Car number three was a '60 VW Microbus, and I think it was $300 (I forget, might have been only $150). Mr. Beagles is right, those heaters on VWs were terrible in the Beetles and worse in the Microbus. The hot (!) setuup was to get the optional gas heater which was available as an option. My bus didn't have one, and it got damn cold in the winter. Sometimes the windshield wipers didn't work, but that was okay because you could manually move the wipers from the driver's seat. Dog slow, with a top speed of maybe 60 (downhill) but snappy off the line for thirty feet or so. It was geared so low that regardless of the payload the acceleration (if you want to call it that) and top speed didn't change much. Blew the engine, but the replacement was very easy. Only 4 bolts to undo, and it took me about an hour, working alone.

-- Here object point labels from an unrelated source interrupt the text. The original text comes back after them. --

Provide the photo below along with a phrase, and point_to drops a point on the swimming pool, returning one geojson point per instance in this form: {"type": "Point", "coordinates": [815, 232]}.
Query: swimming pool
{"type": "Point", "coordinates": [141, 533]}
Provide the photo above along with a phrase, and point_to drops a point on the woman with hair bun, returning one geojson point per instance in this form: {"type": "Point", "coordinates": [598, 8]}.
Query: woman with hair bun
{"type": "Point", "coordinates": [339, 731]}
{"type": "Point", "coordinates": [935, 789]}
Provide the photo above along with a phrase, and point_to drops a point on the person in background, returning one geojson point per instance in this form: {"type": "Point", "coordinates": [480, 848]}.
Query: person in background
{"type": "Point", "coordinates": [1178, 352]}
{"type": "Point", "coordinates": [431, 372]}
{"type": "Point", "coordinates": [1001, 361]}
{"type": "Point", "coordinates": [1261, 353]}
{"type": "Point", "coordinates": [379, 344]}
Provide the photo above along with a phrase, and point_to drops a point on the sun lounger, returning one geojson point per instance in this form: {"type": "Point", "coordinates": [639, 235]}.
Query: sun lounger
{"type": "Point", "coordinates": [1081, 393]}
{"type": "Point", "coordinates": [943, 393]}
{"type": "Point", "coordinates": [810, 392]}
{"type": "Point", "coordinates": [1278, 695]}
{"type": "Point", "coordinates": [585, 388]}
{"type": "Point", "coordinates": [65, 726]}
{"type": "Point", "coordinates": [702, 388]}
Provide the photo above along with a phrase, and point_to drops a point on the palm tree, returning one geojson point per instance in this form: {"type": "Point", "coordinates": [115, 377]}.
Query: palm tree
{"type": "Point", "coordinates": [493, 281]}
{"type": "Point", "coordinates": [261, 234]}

The final car was the pricey one, the $300 '67 Fairlane 2 door, another hardtop. Nice 289, with a big Holley carb, Hooker headers, Thrush pipes, and the 3 speed Cruis-O-Matic. Mileage was only fair, but it sounded great.
Except for the Ranchero, all those cars had terrible rust problems, which was typical for that period. After three years most cars seem to start to rust through, unless you spent the dough for Ziebart rustproofing and even that didn't work all the time. You didn't see any ten year-old rust free cars in those days, unless they were from Arizona or some dry place like that. They don't call it "The Rust Belt" for nothing.
Okay, modern cars all look like lozenges and I can seldom tell the difference between them, although Mustangs still look like Mustangs. But the improvements are astounding, I think. They are all eerily quiet at highway speeds, none of that wind noise that I recall from my days of youthful indiscretion. Gas mileage and safety features are so much better that it's ridiculous, and everybody has power windows, air conditioning, and good sound systems. No cheesey AM radios with a tiny speaker in the steel dashboard. They seem expensive to me, but that just might be because of inflation.
I don't know if the new cars are fun to drive. They don't seem to be too easy to "work on" like the old ones, but they are much more reliable according to most reports I've read. Not much goes wrong. But I still miss, for different reasons, those old beasts of my misspent youth.
There are still some cars I wish I owned, if even for a short time. The '53 Studebaker Starlite coupe, designed by Raymond Loewy; the'63 Pontiac Grand Prix 2+2 with the Kelsey-Hayes 8 bolt wheels (dark blue!); and a '65 Dodge Coronet with the 426 Hemi. No automatic transmissions, please. Fun cars all, and I bet that Jay Leno has one of each in his garage.